Ma gorge était en feu, mes poumons aussi. Je ne voyais plus que par un cercle au centre de ma vision. Suffisamment grand pour voir le regard satisfait de Marcus. J’avais arrêté de me débattre, je n’avais plus assez de force.
Je continuais pourtant faiblement à essayer d’écarter ses mains de mon cou.
Une chaleur agréable commençait à se répandre dans mon corps, m’apaisant doucement. Étais-je en train de mourir ? Cela ne ressemblait pas au jour où l’ange m’avait transpercé avec son épée.

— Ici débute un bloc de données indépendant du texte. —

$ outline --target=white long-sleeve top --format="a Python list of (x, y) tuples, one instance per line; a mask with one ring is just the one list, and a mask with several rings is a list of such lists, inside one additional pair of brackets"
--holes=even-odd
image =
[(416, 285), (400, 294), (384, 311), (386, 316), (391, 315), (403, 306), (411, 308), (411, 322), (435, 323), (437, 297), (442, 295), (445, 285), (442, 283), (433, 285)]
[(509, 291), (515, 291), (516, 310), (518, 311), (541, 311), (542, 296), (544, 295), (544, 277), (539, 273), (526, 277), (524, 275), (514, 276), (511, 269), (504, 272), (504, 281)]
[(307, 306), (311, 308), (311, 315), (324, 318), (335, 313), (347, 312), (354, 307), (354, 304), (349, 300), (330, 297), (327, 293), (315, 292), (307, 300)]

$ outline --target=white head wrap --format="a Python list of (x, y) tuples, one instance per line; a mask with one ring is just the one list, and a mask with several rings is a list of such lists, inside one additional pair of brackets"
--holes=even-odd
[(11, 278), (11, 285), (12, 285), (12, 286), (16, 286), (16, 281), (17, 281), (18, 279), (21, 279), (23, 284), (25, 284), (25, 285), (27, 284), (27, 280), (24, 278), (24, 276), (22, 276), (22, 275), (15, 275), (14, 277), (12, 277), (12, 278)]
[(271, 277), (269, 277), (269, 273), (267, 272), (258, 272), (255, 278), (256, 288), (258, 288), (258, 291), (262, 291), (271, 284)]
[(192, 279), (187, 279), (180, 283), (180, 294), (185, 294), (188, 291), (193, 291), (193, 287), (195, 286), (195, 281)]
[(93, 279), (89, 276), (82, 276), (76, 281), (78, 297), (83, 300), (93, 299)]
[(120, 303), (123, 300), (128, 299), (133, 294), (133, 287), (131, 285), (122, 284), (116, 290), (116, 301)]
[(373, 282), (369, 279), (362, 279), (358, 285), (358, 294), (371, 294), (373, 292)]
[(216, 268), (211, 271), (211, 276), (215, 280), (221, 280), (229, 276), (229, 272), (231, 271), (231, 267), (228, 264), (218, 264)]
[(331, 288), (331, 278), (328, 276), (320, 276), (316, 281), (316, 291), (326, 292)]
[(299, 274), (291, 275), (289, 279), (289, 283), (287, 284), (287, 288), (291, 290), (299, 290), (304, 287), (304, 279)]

Je sentais Marcus remuer étrangement au-dessus de moi. Son visage avait changé, passant de la joie à l’incompréhension.
— Qu’est-ce que tu fais ? demandait-il paniqué.
Évidemment, je ne pouvais pas lui répondre et même si j’avais pu, je ne comprenais pas de quoi il parlait. Ses mains se desserrèrent pourtant un peu, me permettant de récupérer un peu d’oxygène. Je reprenais un peu de force et tendais mes mains vers lui.
J’écarquillais alors les yeux, comment était-ce possible ?
Autour de mes avant-bras et de mes mains serpentaient des flammes blanches. Pourtant, je ne ressentais aucune brûlure, seulement cette chaleur agréable. Contrairement à l’homme qui prenait feu par endroit.
Je ne réfléchissais pas vraiment et frappais de toutes mes forces le torse de Marcus, finissant de le faire lâcher prise. Il se mit à se débattre dans le vide. Le feu se propageait sur ses vêtements alors que je retrouvais doucement le contrôle de mon corps.
Marcus se mit à hurler. Il percuta un mur et ne se releva pas.